= Commission on Social Welfare =

Commission in Ireland

The Commission on Social Welfare (CSW) was a commission in Ireland that from 1983 to 1986 reviewed social welfare in the country. Social security policy between 1987 and 1994 was heavily influenced by the findings of the CSW.

The final report of the Commission recommended raising social welfare payments. For social welfare payments to be adequate, they "must prevent poverty, and in our view poverty must be judged in the light of actual living standards," the report concluded.

==Background==

A social welfare provision refers to any program which seeks to provide a minimum level of income, service or other support for many marginalized groups such as the poor, elderly, and disabled people. Social welfare programs are undertaken by governments as well as non-governmental organizations (NGO's). Social welfare payments and services are typically provided at the expense of taxpayers generally, funded by benefactors, or by compulsory enrollment of the poor themselves.

==Establishment==
In 1982 the National Social Services Board in its pre-budget submission called for the establishment of a commission to carry out a fundamental review of the social welfare system. A commitment to establish such a commission was part of the program of the Fine Gael/Labour coalition government that came into office in December 1982. The Commission on Social Welfare was established in 1983.

==Commission report==
The Commission's report was published in 1986. The reforms recommended were within the existing system rather than replacing the system and creating a new one. The four key reforms proposed by the Commission concerned the payment structure, social insurance, social assistance and financing.

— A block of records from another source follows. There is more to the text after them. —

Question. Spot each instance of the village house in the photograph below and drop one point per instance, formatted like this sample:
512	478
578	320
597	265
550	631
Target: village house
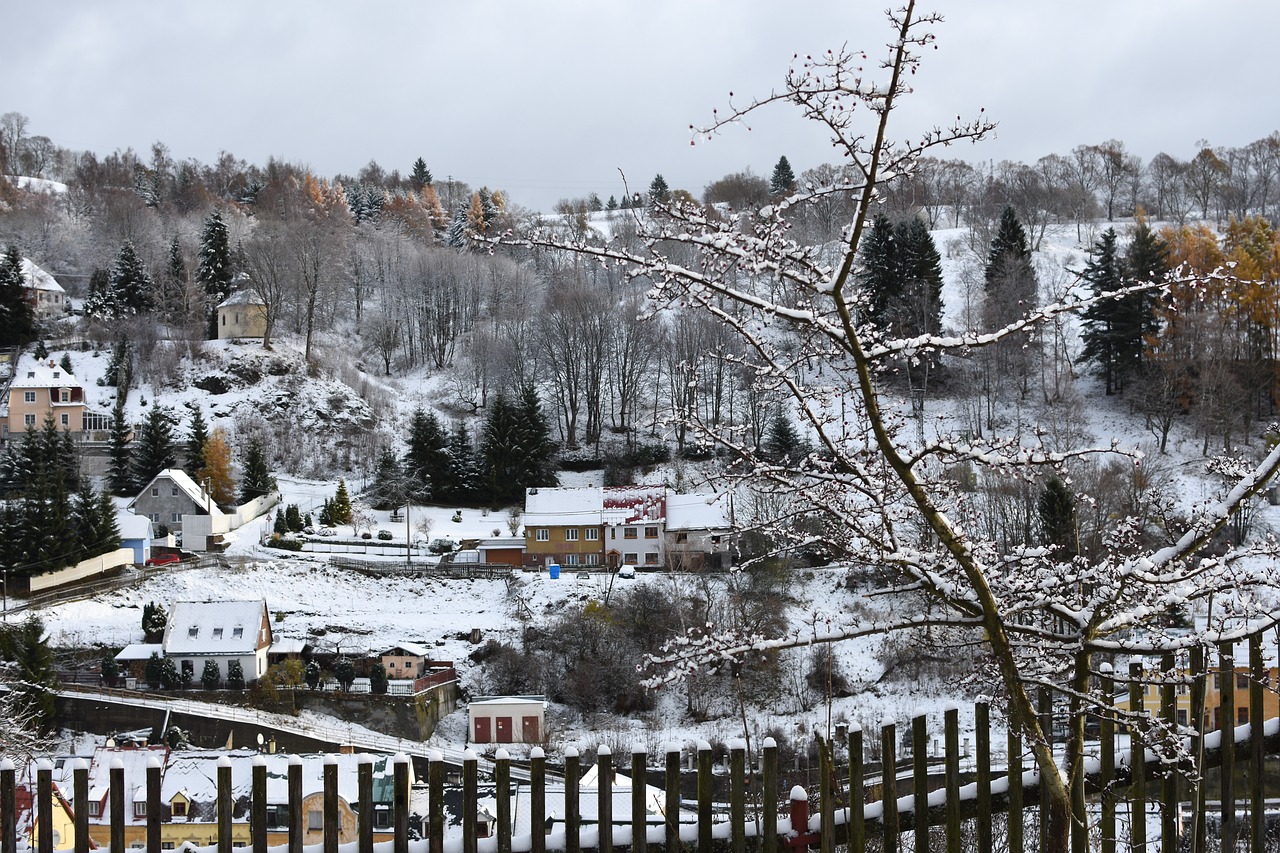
40	389
169	496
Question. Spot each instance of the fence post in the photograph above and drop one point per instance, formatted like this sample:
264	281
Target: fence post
1257	751
1169	784
80	803
1226	726
115	796
470	801
435	804
604	797
502	794
982	747
920	780
704	796
951	733
1015	788
574	806
888	784
536	798
856	793
1137	762
295	785
365	794
154	803
769	796
257	803
639	825
1107	760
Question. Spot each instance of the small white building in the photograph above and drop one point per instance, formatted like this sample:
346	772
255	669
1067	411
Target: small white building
507	719
219	632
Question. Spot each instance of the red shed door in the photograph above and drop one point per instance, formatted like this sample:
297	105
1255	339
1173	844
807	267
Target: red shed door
481	733
529	731
503	729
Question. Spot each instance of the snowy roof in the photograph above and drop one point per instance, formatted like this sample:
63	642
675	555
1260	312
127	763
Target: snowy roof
32	373
132	527
696	512
140	651
408	648
39	278
241	297
214	628
188	487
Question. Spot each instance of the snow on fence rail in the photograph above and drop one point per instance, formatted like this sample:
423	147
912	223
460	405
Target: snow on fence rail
858	813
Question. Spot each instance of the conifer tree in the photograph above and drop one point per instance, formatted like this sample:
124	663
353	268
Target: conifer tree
256	479
215	272
784	179
17	319
195	447
154	450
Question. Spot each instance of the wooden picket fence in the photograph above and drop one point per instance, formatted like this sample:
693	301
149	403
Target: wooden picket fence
851	807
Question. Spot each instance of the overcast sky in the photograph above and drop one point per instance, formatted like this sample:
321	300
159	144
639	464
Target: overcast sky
552	99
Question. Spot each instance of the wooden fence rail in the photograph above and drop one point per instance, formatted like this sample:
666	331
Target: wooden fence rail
1119	784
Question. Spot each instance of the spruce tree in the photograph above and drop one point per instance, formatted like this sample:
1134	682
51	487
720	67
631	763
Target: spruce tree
215	272
784	181
154	450
256	479
659	194
17	319
131	290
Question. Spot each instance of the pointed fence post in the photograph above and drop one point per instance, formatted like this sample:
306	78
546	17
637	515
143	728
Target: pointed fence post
44	806
434	807
115	785
1137	762
154	771
502	793
257	803
604	797
704	796
536	798
471	801
920	780
639	813
671	802
80	803
982	746
295	787
856	792
888	785
574	803
365	797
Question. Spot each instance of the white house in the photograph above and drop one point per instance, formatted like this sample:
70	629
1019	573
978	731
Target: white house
219	632
507	719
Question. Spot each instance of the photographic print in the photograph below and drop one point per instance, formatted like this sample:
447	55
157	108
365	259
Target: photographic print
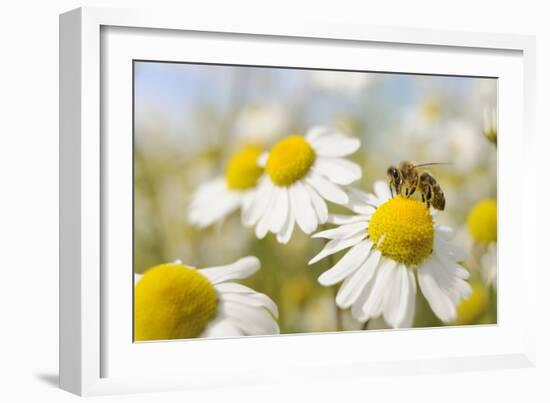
272	200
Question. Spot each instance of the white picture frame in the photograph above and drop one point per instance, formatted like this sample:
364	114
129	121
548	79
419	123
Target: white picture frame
96	43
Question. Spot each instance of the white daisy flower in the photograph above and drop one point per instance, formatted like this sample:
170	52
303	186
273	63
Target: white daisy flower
175	301
216	199
490	125
301	174
482	237
392	241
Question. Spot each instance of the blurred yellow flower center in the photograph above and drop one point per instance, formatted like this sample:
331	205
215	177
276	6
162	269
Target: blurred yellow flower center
242	171
290	160
173	301
402	229
470	310
482	221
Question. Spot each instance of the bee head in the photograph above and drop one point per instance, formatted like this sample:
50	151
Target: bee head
393	173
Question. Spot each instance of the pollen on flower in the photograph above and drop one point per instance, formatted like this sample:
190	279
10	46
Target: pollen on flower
242	171
173	301
471	309
290	160
402	229
482	221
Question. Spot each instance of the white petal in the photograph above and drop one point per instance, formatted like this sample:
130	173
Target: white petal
303	210
318	204
437	297
397	298
286	232
444	248
340	219
362	202
382	190
337	245
328	190
357	307
251	320
242	268
256	299
262	227
213	202
338	170
375	302
221	327
353	286
280	210
335	145
344	231
411	303
262	197
345	266
316	132
246	205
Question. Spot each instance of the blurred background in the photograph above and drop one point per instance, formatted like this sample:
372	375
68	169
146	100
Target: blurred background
189	119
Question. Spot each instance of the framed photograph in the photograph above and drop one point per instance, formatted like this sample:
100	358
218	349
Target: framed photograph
245	201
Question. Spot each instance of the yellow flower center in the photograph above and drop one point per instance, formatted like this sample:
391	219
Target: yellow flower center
242	171
173	301
402	229
482	221
289	160
471	310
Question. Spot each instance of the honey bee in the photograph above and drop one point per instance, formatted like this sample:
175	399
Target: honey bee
405	179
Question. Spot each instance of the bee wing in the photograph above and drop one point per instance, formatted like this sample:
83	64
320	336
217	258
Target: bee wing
429	164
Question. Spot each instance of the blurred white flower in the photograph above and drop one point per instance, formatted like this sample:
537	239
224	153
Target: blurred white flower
300	174
175	301
350	83
482	226
391	239
216	199
489	264
490	124
260	124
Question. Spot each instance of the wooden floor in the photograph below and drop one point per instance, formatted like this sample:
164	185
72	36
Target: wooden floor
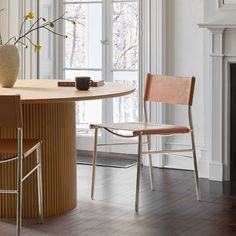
170	210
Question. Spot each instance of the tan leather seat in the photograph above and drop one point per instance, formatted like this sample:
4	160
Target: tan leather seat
162	89
9	146
16	150
145	128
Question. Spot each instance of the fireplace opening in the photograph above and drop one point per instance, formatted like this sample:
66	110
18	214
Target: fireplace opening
232	122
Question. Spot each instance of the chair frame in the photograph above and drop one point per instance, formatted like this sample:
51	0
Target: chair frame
21	179
172	152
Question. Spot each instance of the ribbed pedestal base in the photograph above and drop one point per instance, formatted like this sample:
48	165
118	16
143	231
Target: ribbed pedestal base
55	125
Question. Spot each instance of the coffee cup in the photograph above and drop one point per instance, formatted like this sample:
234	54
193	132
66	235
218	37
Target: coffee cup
83	82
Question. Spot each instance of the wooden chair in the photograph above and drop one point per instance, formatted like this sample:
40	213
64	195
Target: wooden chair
16	150
164	89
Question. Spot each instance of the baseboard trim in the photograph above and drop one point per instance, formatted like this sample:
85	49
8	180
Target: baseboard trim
216	171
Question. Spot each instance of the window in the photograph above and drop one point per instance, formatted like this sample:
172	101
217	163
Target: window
104	44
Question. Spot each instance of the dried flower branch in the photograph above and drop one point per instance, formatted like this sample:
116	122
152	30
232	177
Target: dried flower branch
39	23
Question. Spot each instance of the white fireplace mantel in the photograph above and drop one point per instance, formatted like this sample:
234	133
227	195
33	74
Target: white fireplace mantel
222	52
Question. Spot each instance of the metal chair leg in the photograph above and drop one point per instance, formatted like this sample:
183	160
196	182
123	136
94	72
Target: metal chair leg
150	163
195	167
94	162
19	185
39	182
138	172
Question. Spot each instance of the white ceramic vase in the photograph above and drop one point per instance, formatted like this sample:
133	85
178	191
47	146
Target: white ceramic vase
9	65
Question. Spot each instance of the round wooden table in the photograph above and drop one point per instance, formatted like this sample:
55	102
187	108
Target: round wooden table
49	114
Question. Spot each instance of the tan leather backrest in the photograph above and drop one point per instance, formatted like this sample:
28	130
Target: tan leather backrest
169	89
10	111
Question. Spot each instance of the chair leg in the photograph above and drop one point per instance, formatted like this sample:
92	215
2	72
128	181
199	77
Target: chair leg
138	172
150	163
19	185
195	167
94	162
39	182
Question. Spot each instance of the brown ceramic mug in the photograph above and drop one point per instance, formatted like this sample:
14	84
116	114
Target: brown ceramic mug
83	82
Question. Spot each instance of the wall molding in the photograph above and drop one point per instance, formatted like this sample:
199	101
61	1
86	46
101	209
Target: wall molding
226	5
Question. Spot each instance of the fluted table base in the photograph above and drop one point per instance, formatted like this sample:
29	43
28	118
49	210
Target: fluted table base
54	123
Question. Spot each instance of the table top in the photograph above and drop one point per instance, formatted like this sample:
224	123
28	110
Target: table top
42	91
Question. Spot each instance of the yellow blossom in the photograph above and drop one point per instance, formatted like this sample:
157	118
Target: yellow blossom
37	47
30	15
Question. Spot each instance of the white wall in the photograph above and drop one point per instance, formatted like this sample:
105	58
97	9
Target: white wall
10	21
184	45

The adequacy of payments was the most important issue the Commission considered. By using a number of indicators, the Commission estimated that a minimally adequate income for a single person in 1985 was 50 to 60 pounds per week.

The Commission favored keeping the social insurance system. It recommended that all income earners should contribute to and benefit where appropriate from social insurance and favored a widening of coverage for insurance.

The Commission recommended that there should be a comprehensive social assistance scheme for those who, for whatever reason, do not qualify for social insurance. The main condition would be the establishment of an income.

On the grounds of redistribution the Commission concluded that the income ceiling on contributions should be gradually abolished.